Still, there is no sign of sense prevailing. Despite the omicron variant having been found in more than 40 countries, including the US, Netherlands, Hong Kong, Germany, Israel and Australia, most countries’ travel restrictions – including Britain’s – focus solely on Africa.

These travel bans were “meant always as a time-limited measure”, one senior EU official informed Reuters on Monday (we’ve heard that one before), adding, however, that there was no plan at the moment to lift them: “We are not yet working in that direction.” 

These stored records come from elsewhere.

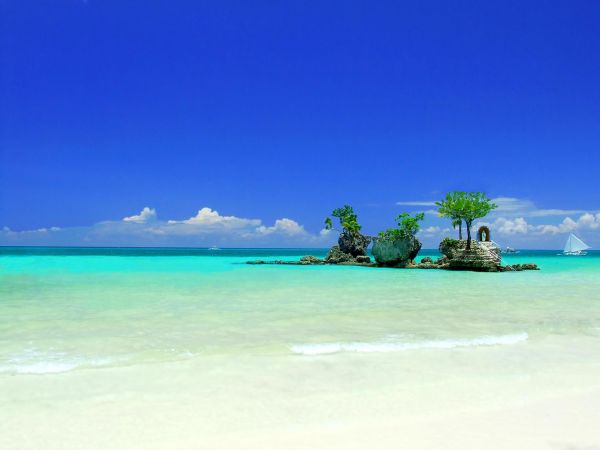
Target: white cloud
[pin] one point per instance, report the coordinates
(416, 203)
(146, 215)
(285, 226)
(211, 218)
(519, 225)
(207, 227)
(517, 207)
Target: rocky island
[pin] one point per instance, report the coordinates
(398, 247)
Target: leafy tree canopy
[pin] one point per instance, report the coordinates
(348, 219)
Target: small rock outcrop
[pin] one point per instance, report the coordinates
(519, 267)
(309, 259)
(481, 257)
(397, 252)
(353, 244)
(337, 256)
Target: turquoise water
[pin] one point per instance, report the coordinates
(67, 309)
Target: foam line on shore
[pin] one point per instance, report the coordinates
(388, 347)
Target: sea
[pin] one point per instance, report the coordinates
(175, 337)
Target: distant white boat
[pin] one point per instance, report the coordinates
(575, 246)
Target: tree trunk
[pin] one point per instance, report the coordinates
(468, 235)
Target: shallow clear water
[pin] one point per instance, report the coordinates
(67, 309)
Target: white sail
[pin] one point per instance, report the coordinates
(574, 244)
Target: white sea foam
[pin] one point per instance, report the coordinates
(388, 346)
(34, 362)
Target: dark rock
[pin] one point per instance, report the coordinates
(395, 253)
(363, 259)
(426, 265)
(354, 244)
(337, 256)
(309, 259)
(442, 260)
(481, 257)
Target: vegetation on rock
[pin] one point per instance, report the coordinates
(408, 227)
(348, 219)
(465, 207)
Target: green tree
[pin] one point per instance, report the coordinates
(453, 207)
(348, 219)
(478, 205)
(458, 223)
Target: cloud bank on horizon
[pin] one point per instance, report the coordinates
(206, 228)
(515, 222)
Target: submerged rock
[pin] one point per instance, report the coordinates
(363, 259)
(353, 244)
(309, 259)
(395, 253)
(337, 256)
(519, 267)
(481, 257)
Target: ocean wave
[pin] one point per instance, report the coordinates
(388, 346)
(38, 363)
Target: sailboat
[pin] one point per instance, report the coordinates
(575, 246)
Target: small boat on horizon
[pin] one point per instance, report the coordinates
(575, 246)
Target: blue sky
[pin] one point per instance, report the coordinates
(274, 113)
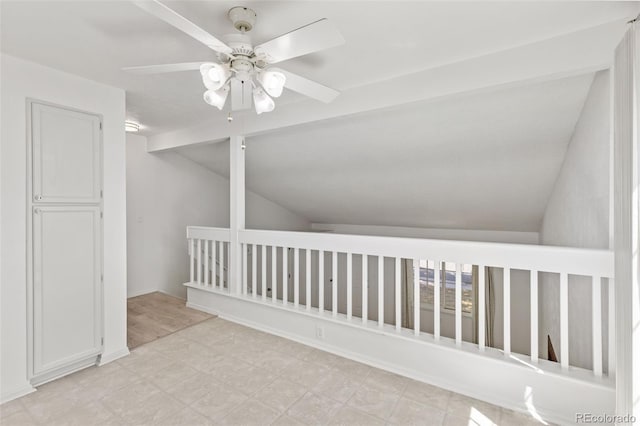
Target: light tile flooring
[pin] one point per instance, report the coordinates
(156, 315)
(219, 372)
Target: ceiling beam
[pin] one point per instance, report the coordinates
(575, 53)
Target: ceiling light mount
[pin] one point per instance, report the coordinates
(131, 126)
(243, 18)
(243, 71)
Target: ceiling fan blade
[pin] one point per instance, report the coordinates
(159, 69)
(311, 38)
(308, 87)
(178, 21)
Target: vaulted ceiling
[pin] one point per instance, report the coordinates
(486, 161)
(452, 114)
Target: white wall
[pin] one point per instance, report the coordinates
(577, 215)
(166, 192)
(21, 80)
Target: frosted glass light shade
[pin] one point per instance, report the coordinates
(217, 98)
(214, 76)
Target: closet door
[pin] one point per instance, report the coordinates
(66, 155)
(66, 236)
(66, 285)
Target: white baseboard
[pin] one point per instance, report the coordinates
(17, 393)
(555, 395)
(112, 356)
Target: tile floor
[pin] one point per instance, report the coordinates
(218, 372)
(156, 315)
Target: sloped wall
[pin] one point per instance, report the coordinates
(165, 193)
(577, 215)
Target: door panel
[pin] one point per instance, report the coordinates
(66, 285)
(66, 155)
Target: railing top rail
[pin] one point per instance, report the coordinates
(208, 233)
(591, 262)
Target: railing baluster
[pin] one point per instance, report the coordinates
(437, 267)
(380, 291)
(263, 263)
(285, 275)
(206, 263)
(191, 265)
(199, 274)
(416, 297)
(564, 320)
(214, 260)
(223, 264)
(274, 283)
(334, 283)
(507, 311)
(458, 302)
(398, 298)
(254, 272)
(321, 281)
(296, 277)
(245, 255)
(349, 285)
(481, 308)
(611, 364)
(596, 308)
(534, 315)
(365, 288)
(308, 279)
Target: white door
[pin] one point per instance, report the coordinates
(66, 285)
(66, 230)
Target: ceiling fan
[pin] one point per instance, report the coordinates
(243, 70)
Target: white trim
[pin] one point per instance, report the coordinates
(515, 256)
(17, 393)
(112, 356)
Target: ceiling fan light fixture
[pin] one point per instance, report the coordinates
(262, 102)
(273, 82)
(217, 98)
(214, 76)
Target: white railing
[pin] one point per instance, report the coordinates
(266, 279)
(209, 257)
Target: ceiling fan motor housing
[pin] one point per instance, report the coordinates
(240, 44)
(243, 18)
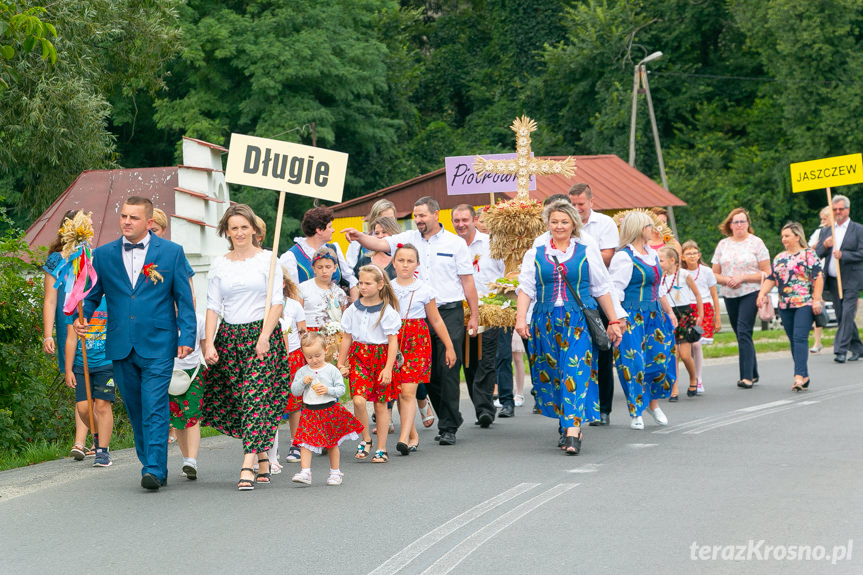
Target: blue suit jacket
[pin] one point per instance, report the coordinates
(144, 317)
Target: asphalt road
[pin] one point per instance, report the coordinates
(741, 481)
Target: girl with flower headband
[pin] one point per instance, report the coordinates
(418, 310)
(367, 354)
(323, 299)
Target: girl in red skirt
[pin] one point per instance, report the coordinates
(418, 309)
(324, 423)
(370, 327)
(293, 327)
(705, 280)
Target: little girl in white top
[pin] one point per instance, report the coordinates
(370, 326)
(324, 422)
(322, 297)
(418, 310)
(681, 290)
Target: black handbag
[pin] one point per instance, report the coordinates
(594, 322)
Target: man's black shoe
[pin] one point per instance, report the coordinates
(150, 481)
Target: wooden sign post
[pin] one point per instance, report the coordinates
(287, 168)
(827, 173)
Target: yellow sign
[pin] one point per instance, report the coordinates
(827, 173)
(294, 168)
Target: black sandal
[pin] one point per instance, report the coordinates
(246, 484)
(263, 478)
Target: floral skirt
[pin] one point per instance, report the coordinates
(326, 428)
(561, 367)
(366, 361)
(707, 322)
(186, 409)
(244, 397)
(415, 344)
(296, 360)
(646, 358)
(685, 321)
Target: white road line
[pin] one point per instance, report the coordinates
(401, 559)
(451, 559)
(761, 406)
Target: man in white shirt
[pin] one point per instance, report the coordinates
(446, 266)
(602, 229)
(849, 261)
(480, 373)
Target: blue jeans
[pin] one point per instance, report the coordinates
(503, 366)
(797, 323)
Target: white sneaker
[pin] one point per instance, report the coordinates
(658, 416)
(302, 477)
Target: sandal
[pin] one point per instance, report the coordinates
(363, 450)
(428, 415)
(263, 478)
(246, 484)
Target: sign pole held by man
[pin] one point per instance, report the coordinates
(827, 173)
(287, 168)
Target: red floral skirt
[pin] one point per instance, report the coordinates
(707, 322)
(296, 360)
(415, 344)
(366, 361)
(326, 428)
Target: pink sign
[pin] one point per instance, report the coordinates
(461, 179)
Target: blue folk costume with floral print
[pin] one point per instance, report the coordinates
(646, 358)
(561, 352)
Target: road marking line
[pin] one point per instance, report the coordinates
(401, 559)
(761, 406)
(451, 559)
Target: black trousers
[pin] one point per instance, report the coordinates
(444, 385)
(605, 373)
(481, 374)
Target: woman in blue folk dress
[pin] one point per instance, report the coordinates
(646, 358)
(562, 353)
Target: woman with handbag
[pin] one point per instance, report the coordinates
(740, 262)
(645, 360)
(566, 278)
(797, 271)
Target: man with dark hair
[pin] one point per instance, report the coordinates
(480, 373)
(849, 238)
(445, 264)
(146, 286)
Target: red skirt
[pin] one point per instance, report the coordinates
(707, 322)
(296, 360)
(366, 361)
(326, 428)
(415, 344)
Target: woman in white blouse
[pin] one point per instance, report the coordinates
(563, 374)
(247, 384)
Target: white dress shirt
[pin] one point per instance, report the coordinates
(443, 258)
(237, 290)
(485, 268)
(135, 259)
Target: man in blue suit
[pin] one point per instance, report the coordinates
(146, 285)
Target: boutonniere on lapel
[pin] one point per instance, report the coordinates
(150, 272)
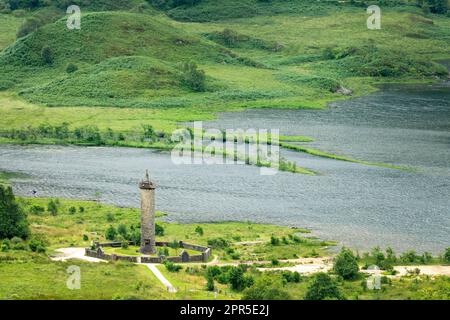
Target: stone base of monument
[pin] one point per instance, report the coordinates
(204, 253)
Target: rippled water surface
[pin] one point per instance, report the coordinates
(360, 206)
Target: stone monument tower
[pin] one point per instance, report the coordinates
(147, 215)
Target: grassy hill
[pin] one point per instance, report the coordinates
(282, 54)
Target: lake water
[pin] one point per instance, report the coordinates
(360, 206)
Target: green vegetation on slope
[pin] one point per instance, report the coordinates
(287, 55)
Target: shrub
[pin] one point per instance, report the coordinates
(171, 267)
(323, 287)
(199, 230)
(13, 220)
(174, 244)
(218, 243)
(159, 230)
(446, 256)
(71, 68)
(37, 245)
(409, 257)
(30, 25)
(346, 264)
(52, 207)
(289, 276)
(122, 230)
(238, 280)
(192, 77)
(266, 288)
(111, 233)
(6, 245)
(47, 55)
(210, 284)
(274, 241)
(37, 210)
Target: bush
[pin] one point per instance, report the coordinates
(30, 25)
(13, 221)
(199, 230)
(37, 210)
(192, 77)
(122, 230)
(323, 287)
(446, 256)
(210, 284)
(266, 288)
(171, 267)
(47, 55)
(289, 276)
(409, 257)
(346, 264)
(38, 246)
(274, 241)
(159, 230)
(52, 207)
(111, 233)
(238, 280)
(218, 243)
(6, 245)
(71, 68)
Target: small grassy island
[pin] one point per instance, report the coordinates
(138, 70)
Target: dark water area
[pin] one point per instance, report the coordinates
(360, 206)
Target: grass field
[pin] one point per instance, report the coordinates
(30, 276)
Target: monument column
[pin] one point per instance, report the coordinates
(147, 215)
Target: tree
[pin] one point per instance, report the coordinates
(346, 264)
(13, 221)
(71, 68)
(447, 255)
(47, 55)
(266, 288)
(199, 230)
(159, 230)
(323, 287)
(122, 230)
(438, 6)
(210, 284)
(30, 25)
(192, 77)
(238, 280)
(111, 233)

The UK, meanwhile, has just added Nigeria to its red list; a move the Nigerian high commissioner Sarafa Tunji Isola told BBC Radio 4’s Today programme on Monday amounted to “travel apartheid”. You can see why. Nigeria has thus far reported three omicron cases, compared to more than 300 in the UK, 38 in Portugal, and 32 in Denmark.

James Wilson, Marketing Director at Botswana-owned Desert & Delta Safaris, tells Telegraph Travel: “Tourism in Botswana accounts for over 15 per cent of our GDP and this crisis brought the travel and tourism sector to its knees. We have received over half a million pounds in cancellations for the Christmas and New Year period and received a number of cancellation requests for 2022 as the media and Government spread fear and gloom amongst the people. 

“Half of our management in the camps are women and when one considers the families and children of staff employed within our company, this goes beyond 400 people but the livelihoods of thousands of citizens.

He adds: “Evidence supported by scientists and as stated by President of Botswana Dr Masisi clearly points to the fact that those who tested positive for the new variant had travelled from overseas. indicating that it is most likely the variant did not originate in Southern Africa, but was rather discovered here. This is partly due to the very sophisticated laboratories in South Africa that have been tirelessly working with WHO and the global community in developing research to help control the pandemic. If the variant was discovered in the USA or Europe would the UK have immediately added them to the red-list?”